The Energy Information Administration (EIA) expects coal to remain the primary US generating fuel through 2040 even though natural gas should increase its share and wind power could overtake output from conventional hydropower generation, according to the Annual Energy Outlook released today.The share of coal in electricity generation should reach 42pc in 2020, up from 41pc in 2013, before declining steadily to 37pc in 2040, according to the outlook’s reference case scenario. The numbers exclude combined heat and power and own-use generation.

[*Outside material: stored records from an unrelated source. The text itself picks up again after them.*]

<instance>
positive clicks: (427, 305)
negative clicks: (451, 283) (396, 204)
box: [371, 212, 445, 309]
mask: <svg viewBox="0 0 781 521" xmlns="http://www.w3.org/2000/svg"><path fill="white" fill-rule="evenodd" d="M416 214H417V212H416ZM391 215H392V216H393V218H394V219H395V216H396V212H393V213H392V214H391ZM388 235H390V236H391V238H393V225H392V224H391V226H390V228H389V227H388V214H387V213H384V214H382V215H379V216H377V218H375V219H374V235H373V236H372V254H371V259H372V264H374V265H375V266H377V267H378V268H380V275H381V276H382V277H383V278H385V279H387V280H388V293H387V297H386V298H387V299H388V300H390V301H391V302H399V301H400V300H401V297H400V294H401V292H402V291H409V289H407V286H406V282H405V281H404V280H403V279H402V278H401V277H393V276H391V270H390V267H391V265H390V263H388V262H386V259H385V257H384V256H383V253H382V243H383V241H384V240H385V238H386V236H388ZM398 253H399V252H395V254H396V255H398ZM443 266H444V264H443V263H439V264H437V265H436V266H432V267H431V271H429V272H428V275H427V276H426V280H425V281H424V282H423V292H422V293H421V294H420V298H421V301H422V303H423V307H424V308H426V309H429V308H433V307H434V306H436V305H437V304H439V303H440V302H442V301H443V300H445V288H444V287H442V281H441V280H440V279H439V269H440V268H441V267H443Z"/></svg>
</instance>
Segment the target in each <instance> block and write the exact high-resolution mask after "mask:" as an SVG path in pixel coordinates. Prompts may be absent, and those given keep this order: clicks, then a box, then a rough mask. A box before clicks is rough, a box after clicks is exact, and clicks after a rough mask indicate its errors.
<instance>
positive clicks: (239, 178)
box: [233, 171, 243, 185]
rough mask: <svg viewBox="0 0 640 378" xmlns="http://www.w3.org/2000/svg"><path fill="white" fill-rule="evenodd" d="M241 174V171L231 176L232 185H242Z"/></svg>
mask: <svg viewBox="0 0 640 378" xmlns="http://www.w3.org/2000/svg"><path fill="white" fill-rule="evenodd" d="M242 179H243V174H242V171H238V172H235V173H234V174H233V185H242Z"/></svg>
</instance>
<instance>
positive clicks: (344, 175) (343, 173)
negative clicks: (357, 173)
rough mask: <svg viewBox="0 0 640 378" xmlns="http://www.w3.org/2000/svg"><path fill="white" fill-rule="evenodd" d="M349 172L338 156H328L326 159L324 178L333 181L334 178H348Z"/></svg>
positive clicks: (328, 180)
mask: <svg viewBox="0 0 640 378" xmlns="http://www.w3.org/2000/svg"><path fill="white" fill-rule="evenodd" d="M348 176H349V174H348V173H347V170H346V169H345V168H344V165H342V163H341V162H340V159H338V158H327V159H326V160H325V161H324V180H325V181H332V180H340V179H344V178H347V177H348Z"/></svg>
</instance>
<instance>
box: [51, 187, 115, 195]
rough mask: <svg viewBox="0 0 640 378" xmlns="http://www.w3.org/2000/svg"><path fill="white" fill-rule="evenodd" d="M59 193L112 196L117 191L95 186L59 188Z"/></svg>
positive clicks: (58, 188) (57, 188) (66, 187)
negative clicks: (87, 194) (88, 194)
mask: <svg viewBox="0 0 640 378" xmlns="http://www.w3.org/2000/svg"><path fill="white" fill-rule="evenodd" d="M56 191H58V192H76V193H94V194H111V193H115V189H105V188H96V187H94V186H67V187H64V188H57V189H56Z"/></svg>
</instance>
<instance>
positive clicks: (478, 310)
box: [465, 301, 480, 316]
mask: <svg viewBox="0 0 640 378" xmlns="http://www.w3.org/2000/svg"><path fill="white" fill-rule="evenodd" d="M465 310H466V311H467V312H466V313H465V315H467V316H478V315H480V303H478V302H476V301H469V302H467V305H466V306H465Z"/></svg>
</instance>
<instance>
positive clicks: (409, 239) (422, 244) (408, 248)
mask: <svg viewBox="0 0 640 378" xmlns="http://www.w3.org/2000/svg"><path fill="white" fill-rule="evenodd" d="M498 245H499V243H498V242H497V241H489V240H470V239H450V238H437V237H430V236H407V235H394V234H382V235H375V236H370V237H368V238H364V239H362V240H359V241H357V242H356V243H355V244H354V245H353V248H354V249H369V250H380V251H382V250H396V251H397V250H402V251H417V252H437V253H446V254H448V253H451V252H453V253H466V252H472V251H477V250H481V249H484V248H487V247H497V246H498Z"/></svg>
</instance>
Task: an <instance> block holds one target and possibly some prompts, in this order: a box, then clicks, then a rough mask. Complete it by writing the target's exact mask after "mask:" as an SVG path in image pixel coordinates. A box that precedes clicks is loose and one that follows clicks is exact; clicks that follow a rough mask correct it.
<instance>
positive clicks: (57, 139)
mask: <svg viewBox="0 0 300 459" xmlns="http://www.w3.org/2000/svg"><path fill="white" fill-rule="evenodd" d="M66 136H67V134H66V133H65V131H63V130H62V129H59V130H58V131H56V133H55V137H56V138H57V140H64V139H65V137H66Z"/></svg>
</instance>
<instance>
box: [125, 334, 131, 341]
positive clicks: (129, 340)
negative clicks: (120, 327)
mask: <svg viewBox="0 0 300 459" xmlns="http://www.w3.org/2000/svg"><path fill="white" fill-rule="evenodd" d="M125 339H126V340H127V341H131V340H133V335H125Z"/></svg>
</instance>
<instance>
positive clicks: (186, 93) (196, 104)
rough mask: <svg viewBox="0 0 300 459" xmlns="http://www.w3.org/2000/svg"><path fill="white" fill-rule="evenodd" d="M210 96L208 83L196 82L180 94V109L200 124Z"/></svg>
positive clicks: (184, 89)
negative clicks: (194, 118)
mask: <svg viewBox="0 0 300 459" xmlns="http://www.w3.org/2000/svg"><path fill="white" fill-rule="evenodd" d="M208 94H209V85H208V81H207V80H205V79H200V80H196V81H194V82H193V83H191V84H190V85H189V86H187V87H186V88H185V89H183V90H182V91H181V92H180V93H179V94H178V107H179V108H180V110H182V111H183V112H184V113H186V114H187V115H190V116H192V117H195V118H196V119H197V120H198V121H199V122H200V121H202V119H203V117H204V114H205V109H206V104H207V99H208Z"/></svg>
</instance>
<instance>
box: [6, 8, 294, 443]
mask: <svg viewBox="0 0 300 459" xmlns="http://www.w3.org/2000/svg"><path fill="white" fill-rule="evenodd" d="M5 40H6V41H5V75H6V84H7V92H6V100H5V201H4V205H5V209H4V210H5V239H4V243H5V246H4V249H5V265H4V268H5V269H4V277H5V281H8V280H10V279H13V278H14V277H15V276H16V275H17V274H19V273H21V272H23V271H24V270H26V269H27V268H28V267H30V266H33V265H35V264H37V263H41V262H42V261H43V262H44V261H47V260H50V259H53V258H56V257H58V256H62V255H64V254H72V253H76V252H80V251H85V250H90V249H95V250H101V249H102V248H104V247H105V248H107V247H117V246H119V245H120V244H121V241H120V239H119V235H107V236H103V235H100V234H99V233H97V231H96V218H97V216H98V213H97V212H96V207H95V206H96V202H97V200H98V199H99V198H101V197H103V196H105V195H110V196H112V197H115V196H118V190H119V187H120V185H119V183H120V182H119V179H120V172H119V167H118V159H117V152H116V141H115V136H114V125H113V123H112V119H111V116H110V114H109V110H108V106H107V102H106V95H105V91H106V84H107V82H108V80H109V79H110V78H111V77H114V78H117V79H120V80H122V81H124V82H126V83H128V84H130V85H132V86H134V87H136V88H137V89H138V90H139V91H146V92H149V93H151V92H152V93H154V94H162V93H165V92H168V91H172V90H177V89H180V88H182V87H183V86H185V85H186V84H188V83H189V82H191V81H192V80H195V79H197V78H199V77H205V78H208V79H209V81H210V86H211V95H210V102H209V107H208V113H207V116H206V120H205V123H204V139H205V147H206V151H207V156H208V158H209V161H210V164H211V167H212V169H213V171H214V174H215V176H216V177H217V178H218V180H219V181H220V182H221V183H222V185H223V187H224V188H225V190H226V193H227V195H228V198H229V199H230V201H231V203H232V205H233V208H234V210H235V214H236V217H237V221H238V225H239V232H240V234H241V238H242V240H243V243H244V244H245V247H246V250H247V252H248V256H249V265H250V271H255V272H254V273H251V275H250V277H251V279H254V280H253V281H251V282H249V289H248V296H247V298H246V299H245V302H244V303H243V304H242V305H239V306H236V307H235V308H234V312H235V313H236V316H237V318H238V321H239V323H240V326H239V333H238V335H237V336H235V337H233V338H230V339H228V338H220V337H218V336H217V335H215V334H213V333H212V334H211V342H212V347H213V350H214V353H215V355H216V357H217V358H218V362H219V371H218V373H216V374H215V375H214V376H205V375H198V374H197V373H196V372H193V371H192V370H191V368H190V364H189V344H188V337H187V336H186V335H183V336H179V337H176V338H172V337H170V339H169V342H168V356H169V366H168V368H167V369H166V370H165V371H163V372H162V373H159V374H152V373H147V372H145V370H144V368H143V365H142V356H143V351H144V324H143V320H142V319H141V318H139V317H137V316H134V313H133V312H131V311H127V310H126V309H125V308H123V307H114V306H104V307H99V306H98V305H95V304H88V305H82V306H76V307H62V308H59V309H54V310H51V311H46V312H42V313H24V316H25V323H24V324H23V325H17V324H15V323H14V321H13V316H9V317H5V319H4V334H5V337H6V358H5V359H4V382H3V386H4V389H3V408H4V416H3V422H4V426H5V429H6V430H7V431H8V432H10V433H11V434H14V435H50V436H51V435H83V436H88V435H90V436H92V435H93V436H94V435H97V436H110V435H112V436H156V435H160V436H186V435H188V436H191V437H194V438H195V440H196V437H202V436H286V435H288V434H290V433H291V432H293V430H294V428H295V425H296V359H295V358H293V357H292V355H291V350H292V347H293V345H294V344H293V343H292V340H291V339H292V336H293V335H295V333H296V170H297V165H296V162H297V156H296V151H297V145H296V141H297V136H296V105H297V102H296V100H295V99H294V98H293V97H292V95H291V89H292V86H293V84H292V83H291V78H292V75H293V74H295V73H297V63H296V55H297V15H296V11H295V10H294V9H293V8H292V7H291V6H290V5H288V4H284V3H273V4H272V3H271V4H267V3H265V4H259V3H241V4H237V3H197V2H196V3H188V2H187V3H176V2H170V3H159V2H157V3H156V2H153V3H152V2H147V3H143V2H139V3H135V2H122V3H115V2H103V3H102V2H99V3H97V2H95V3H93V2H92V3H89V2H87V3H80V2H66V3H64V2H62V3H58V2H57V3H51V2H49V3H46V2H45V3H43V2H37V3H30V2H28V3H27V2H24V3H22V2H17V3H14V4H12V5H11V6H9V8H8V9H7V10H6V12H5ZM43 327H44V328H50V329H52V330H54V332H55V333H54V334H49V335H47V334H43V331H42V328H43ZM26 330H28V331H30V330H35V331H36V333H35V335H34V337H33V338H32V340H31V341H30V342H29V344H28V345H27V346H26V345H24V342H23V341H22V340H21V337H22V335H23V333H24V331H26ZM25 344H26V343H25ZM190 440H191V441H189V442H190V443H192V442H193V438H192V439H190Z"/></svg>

Gas’ share in primary generation for the grid is projected to decline to 22pc in 2020, from 24pc in 2013, before it rises to 27pc in 2040. Nuclear plants’ share falls to 18pc in 2040 from 21pc in 2013.
Electricity generation from coal-fired plants in absolute terms should increase at 0.3pc/yr in 2015-40. Gas generation likely will expand at 1.1pc/yr while nuclear plants’ output will rise at 0.2pc/yr.
A crucial caveat in the outlook is that it does not take into account the significant projected impacts to coal generation from the Environmental Protection Agency’s proposed Clean Power Plan, which would impose CO2 emission cuts on the US power sector. The proposal is likely to accelerate the retirements in the US coal fleet. The EIA outlooks do not reflect government policies and regulations that have not been enacted. The agency is working on an analysis of the CO2 reduction proposal and will release it later this year, EIA administrator Adam Sieminski said last year.
Coal’s share in installed generation is projected to decline sharply even without the effects of the CO2 reduction proposal. The EIA outlook projects coal-fired capacity in primary generation will fall to 253GW in 2040 from 296GW in 2013. The share of coal in installed generation should drop to 22pc from 30pc in 2013. The numbers reflect summer capacity of coal-fired plants.
The agency dialed back its projections for rising gas share and falling coal share from last year’s projections, after concluding that US electricity demand will be lower than expected while natural gas prices should increase at a faster pace than the EIA projected in its 2014 outlook.
Renewable resources’ share of US electricity generation likely will increase to 18pc in 2040 from 13pc in 2013, based on the outlook’s reference case scenario. The federal energy statistics agency includes conventional hydropower in its definition of renewables. The share of hydropower in total output peaks at 7.2pc in 2020 but falls to 6.5pc in 2040.
Wind’s share in total output rises steadily from 4.4pc in 2013 to 7pc in 2040, when it overtakes conventional hydropower as the primary renewable resource. Solar photovoltaic output directly connected to the grid should account for 1pc of total output in 2040, up from 0.2pc in 2013.